My sweet friend know you are so loved!

This is one of the most beautiful manifestations of God's mercy to man, that we are able to have relationship with others.

"In the sweetness of friendship let there be laughter, for in the dew of little things the heart finds its morning and is refreshed."
-Kahlil Gibran

Wednesday, April 9, 2008

My happy

It's slightly inexplicable, but I think I got my happy back.
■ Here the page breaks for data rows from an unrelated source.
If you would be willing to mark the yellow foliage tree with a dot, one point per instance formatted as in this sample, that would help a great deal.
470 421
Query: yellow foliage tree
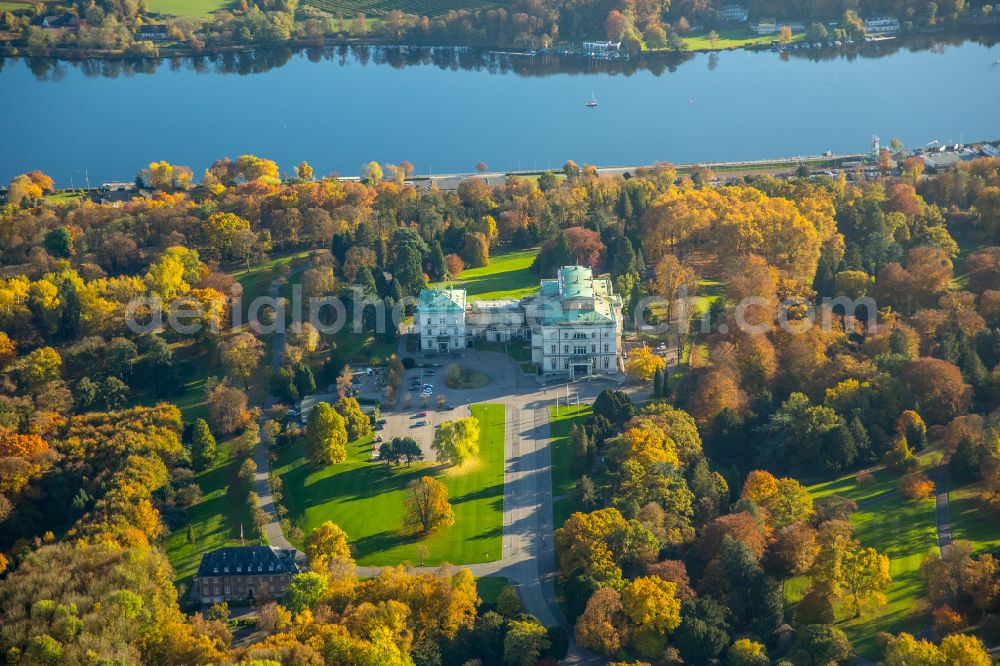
643 363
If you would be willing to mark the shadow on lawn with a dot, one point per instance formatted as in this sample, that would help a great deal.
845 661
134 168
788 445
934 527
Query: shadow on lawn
495 491
382 541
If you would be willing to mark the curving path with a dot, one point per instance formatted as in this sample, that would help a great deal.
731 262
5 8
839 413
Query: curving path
528 546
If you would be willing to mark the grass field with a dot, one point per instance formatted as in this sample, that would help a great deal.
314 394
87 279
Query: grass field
903 530
379 7
969 522
367 501
188 7
490 587
561 420
507 276
894 526
215 520
731 38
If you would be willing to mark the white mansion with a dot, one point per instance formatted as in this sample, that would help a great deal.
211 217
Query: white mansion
573 323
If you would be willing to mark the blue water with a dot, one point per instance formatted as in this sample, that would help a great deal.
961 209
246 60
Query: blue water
339 113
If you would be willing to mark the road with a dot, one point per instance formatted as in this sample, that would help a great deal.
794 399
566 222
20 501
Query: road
262 454
528 560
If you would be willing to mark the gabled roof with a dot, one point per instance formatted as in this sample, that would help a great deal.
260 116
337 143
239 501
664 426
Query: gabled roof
448 299
575 296
247 560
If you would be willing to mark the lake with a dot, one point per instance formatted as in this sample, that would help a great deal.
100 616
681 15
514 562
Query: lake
340 108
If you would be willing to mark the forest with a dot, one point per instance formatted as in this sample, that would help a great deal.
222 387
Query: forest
115 27
696 528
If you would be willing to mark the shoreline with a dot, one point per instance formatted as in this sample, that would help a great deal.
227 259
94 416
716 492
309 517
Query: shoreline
726 168
65 54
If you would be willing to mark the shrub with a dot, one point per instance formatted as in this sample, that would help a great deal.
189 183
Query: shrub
947 621
916 486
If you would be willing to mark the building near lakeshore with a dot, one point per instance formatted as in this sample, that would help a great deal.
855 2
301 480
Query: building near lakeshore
734 14
440 320
244 574
881 25
573 325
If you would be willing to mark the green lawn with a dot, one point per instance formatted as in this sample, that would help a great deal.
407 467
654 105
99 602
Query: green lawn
367 501
894 526
969 522
561 420
490 587
188 7
507 276
215 520
730 38
258 279
903 530
846 486
376 8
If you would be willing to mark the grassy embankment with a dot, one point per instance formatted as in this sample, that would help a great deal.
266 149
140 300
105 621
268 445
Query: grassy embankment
561 421
895 526
508 275
732 38
366 500
216 519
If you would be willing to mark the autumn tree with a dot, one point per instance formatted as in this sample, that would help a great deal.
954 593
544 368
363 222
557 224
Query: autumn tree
614 25
785 500
325 543
651 606
938 387
456 442
644 363
305 590
357 423
203 447
602 627
524 643
746 652
227 408
427 507
241 354
326 436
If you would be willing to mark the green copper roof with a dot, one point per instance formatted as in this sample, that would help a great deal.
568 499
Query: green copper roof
442 300
575 296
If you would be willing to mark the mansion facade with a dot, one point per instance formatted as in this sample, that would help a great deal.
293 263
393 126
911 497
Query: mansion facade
573 324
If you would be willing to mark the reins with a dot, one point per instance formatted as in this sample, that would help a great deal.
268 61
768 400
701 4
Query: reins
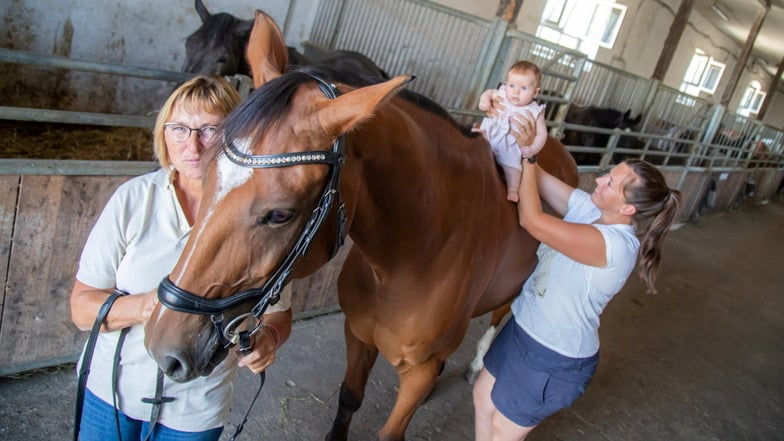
156 401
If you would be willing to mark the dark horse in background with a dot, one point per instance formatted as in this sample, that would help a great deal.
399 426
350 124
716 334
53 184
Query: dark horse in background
435 242
600 117
218 48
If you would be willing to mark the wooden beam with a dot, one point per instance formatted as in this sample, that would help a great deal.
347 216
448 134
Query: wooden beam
737 70
679 23
508 10
774 85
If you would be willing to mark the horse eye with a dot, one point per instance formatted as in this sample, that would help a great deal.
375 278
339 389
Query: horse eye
274 217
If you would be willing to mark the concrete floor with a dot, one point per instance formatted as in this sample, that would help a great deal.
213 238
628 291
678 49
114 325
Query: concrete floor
702 360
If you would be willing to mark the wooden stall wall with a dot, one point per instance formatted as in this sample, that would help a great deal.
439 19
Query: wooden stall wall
44 222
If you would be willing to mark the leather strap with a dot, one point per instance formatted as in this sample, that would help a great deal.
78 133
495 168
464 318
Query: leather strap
87 357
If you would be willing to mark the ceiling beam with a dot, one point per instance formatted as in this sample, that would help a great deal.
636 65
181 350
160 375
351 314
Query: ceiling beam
737 70
679 23
772 89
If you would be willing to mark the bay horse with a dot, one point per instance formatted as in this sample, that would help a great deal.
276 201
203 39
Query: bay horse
313 154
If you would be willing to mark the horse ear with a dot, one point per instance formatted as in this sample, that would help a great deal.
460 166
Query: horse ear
267 54
343 113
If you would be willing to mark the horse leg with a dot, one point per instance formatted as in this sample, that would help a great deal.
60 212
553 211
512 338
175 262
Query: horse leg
416 383
360 358
484 343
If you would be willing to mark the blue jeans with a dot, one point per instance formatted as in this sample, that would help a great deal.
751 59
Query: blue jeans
98 424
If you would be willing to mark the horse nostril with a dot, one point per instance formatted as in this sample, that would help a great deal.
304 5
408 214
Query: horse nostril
175 368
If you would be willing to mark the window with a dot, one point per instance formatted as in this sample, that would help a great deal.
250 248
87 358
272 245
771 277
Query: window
605 23
702 75
563 22
752 99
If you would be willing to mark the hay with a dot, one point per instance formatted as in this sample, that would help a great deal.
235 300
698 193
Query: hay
23 140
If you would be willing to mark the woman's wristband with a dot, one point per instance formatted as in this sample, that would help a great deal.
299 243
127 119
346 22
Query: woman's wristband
275 333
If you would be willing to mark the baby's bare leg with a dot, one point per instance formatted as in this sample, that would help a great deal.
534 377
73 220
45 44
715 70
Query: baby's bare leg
512 176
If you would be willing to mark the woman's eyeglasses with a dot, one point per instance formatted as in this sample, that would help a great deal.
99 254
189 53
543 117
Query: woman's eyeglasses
181 133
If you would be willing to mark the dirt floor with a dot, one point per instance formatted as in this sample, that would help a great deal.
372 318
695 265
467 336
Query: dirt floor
700 361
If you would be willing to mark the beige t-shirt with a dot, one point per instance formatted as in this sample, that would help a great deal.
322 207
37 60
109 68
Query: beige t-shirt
135 243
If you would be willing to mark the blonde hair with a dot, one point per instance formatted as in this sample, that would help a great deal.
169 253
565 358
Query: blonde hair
211 94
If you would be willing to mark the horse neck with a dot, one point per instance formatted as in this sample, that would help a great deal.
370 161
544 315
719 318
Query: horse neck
415 182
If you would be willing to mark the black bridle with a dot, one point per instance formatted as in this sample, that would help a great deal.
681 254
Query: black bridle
178 299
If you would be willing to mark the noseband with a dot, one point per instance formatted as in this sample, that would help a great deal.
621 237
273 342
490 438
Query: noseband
178 299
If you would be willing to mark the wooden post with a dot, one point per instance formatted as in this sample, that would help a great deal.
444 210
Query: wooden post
737 70
774 85
679 23
508 10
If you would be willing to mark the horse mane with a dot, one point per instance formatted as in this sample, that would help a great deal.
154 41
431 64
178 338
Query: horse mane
270 103
218 24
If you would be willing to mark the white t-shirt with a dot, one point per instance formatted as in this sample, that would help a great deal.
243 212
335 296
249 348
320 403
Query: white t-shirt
560 303
135 243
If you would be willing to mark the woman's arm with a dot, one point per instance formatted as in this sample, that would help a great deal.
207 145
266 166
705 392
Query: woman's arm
580 242
539 140
126 311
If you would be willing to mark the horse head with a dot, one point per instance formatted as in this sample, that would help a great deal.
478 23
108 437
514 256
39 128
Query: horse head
218 46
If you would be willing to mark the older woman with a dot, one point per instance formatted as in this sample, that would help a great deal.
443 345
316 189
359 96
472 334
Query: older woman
134 244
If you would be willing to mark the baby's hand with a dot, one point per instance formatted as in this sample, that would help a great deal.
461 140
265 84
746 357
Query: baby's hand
527 152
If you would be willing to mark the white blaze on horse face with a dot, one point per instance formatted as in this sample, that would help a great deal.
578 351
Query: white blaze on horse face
229 176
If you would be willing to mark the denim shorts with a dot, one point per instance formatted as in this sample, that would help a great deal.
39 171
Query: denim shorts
533 382
98 424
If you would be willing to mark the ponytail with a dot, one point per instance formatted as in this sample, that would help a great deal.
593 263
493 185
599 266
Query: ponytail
656 205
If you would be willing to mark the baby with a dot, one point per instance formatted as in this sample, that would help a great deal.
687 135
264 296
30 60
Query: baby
517 94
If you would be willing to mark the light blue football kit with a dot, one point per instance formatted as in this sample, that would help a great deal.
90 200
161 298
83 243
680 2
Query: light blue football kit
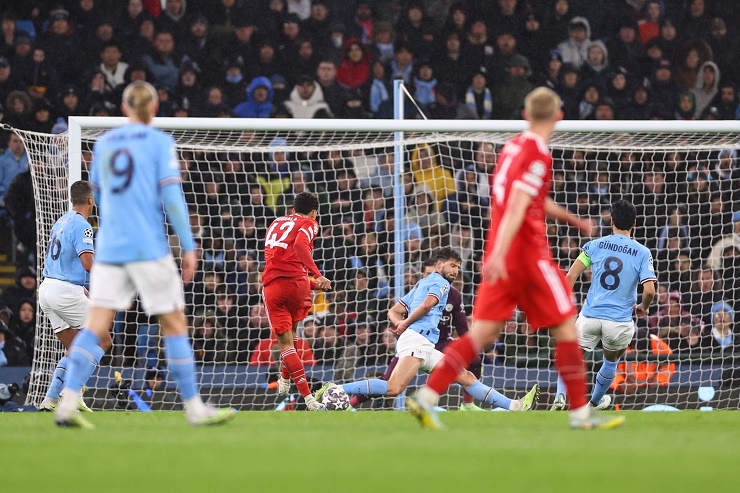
70 237
136 178
618 265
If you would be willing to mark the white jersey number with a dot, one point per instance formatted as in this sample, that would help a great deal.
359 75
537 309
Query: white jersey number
499 180
272 240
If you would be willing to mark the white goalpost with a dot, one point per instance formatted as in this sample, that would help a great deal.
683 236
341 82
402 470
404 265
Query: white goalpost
391 192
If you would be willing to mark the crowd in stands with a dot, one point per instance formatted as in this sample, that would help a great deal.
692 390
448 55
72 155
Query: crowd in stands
474 59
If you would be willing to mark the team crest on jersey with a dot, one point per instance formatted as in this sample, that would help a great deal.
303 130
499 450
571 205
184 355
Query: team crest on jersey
537 168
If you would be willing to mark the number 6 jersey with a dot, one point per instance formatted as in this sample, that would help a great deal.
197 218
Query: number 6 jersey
289 248
618 264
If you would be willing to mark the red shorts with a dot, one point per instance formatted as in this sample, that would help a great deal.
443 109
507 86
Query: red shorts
538 288
287 302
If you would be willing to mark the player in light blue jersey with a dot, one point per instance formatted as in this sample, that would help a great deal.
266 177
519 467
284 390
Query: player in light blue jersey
62 295
416 319
618 265
136 174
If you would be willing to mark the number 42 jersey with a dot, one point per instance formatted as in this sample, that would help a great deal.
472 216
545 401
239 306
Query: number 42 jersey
618 264
289 248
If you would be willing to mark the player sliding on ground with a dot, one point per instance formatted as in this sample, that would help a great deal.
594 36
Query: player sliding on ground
287 289
519 271
618 264
135 175
416 318
62 295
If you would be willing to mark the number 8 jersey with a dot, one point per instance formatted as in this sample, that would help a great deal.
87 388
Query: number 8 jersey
289 248
618 264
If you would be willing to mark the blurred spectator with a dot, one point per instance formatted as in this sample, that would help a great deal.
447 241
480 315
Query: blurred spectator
714 261
575 48
61 46
455 63
8 80
13 162
650 23
696 53
664 88
706 86
19 339
307 100
383 46
416 31
163 62
478 97
726 101
354 70
402 65
424 85
380 86
447 106
19 202
508 96
721 334
596 65
259 100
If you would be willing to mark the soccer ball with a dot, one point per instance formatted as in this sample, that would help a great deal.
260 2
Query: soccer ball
335 399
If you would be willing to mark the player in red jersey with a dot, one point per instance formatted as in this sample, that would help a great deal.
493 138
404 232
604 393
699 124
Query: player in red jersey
286 288
518 269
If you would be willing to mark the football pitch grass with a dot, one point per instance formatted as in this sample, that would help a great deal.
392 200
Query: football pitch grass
380 452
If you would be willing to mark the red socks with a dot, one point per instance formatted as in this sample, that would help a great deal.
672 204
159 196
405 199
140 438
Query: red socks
572 369
293 365
458 356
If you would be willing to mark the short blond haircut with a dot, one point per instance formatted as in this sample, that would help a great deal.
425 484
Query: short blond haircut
138 97
542 104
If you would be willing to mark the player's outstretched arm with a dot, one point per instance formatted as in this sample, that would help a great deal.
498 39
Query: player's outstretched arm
396 314
177 215
562 214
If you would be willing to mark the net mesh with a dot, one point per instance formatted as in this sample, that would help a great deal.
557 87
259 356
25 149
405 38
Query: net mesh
685 186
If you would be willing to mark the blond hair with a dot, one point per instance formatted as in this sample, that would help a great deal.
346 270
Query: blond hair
542 104
138 97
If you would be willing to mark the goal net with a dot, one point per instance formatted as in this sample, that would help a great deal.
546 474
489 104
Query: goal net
685 186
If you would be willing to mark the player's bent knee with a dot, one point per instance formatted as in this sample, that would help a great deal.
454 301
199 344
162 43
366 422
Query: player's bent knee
395 389
466 379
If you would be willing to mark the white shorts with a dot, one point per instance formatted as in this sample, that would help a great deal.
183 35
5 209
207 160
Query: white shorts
158 283
614 336
64 303
412 343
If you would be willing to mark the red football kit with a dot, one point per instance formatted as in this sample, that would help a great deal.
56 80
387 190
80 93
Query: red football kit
288 261
535 284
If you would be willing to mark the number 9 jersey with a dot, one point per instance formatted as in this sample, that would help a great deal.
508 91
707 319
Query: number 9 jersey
131 165
289 248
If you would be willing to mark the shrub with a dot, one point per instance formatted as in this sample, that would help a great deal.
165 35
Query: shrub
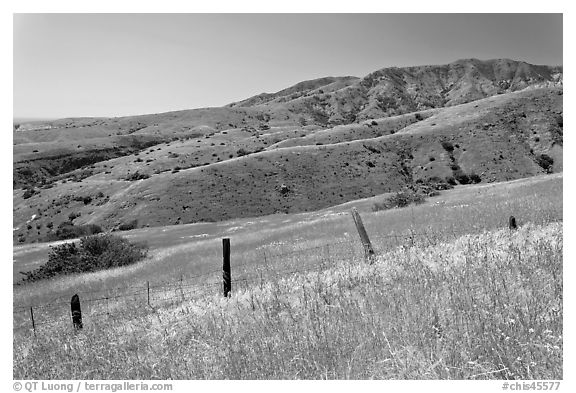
29 192
461 177
96 252
450 180
447 146
242 152
137 176
127 226
545 161
474 178
399 199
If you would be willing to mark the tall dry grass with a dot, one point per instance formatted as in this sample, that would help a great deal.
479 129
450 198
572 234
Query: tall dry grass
484 306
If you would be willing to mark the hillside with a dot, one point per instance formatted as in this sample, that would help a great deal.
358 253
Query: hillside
314 145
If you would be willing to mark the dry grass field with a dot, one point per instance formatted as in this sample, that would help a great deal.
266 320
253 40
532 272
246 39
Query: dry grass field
453 294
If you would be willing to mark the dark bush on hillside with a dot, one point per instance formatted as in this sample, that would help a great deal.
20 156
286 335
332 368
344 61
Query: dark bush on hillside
545 161
97 252
447 146
68 230
127 226
437 183
137 176
29 193
474 178
461 177
399 199
242 152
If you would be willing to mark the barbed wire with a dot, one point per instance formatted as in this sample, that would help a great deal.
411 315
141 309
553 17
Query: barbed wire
273 272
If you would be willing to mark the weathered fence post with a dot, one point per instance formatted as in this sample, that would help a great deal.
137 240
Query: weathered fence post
32 318
226 276
512 223
369 253
148 292
76 312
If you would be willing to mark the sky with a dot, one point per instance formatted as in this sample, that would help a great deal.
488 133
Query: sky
73 65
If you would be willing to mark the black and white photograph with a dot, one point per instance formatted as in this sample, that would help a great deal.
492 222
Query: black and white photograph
287 196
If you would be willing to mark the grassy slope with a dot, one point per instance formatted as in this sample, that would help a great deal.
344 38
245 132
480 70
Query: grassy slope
497 138
496 295
195 248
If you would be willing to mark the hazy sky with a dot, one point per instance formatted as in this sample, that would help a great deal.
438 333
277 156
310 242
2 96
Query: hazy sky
121 64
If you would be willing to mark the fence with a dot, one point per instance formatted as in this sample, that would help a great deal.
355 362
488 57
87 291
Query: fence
116 302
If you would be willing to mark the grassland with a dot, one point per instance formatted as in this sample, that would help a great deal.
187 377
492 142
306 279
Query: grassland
452 295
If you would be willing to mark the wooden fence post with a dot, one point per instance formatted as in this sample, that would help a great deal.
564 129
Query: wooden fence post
368 250
226 275
32 318
148 292
76 312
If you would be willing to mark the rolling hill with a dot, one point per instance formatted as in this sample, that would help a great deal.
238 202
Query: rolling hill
313 145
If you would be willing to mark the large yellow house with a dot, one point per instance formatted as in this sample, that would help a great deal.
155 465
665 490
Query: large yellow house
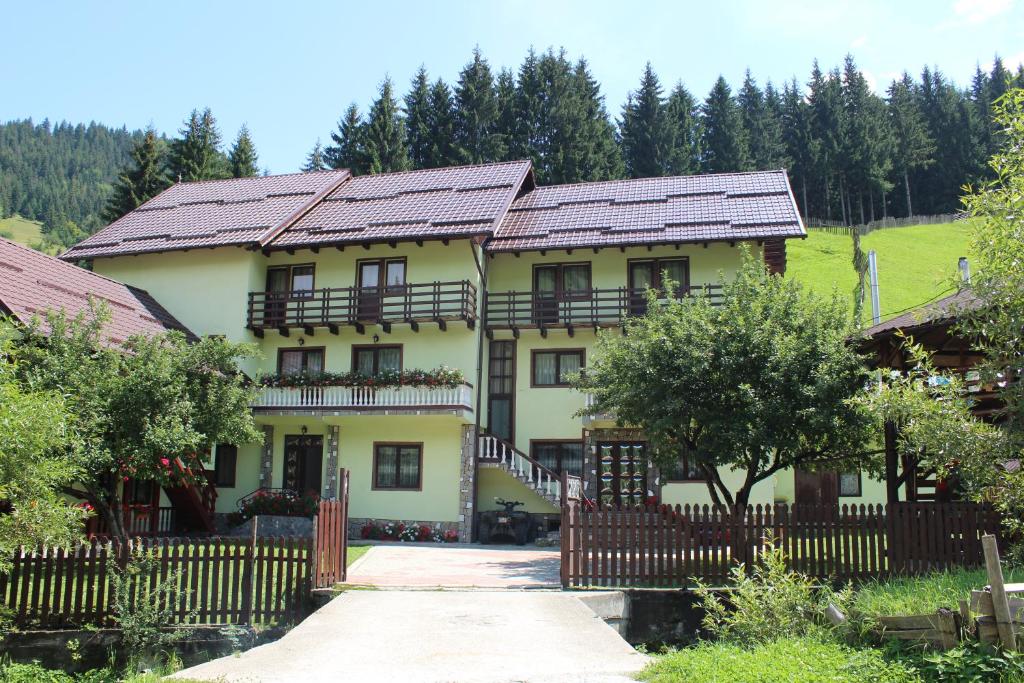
418 328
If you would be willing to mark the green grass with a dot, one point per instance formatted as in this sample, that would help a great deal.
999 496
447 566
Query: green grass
922 595
915 264
22 230
788 659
At least I'm on my way there. I have been very unhappy (unlike any unhappy I've known before). I wasn't depressed, but sincerely grouchy, dissatisfied, hard and unhappy. This since just after Christmas. That's when I was told that I'd have to postpone my nursing rotation another semester. It's was like one incredible punch to the stomach, and my heart said no more, we won't be putting anymore happy on the shelf. All sold out here, try next door!
I knew I wasn't happy, but in all honesty I couldn't find my way out. So I just turned into a craven bitch. It didn't help that I was trying rather successfully to rid myself of my addictions. Unhappy, no helps = bad situation! So my exercise turned more regular and that kept me from punching unsuspecting new yorkers in the face. But my poor family, how they bore the brunt.
Then one day I realized I didn't like the world I had created. I hated the person that I was being. Something had to change! And right then the little happy makers stopped picketing and went back to work. It's been a slow process.
I'm not up to max. happy output yet, but I'm smiling more. People are actually talking to me since I lost my ever present scowl. I'm laughing more. My parents are considerably less tense and more loving, because hellooo, I'm less tense and more loving. So I'm on my way to happy, and that's a lot better than where I've been.

Hell-o happy, where've
you been all my life!!

Sunday, April 6, 2008

I miss church...

I miss church. Or more specifically church in the south. I have been attending Redeemer Presbyterian here in NY. The preacher is excellent. His depth and intellect always challenge me to learn and grow. That is definitely what I look for in a minister. He knows how to set up a sermon in a way that I can follow, he rarely chases rabbits nor does he misuse texts to suit his own agenda. He's a peach!
Anyhoo, that's not what I mean by church. I miss the feeling of community. My friend Krystal and I were talking about this the other day. They are moving to Tyler and visited Green Acres church there. She said that she felt like an audience member. It's not that she didn't actively take part in the service but she still felt like she was just one of many, not a part of something. It's hard to explain. But summarily it's missing the sense that you are connected to the people around you.
I miss seeing familiar faces. I miss knowing the person sitting next to you, or at least a person sitting in the next row. I miss hugs and updates. I miss the little children I taught Sunday School. I miss the community. Here I love the church I attend but I am not part of it. Maybe that's how it feels to live in NY. You are here, but everybody else is too, so who cares?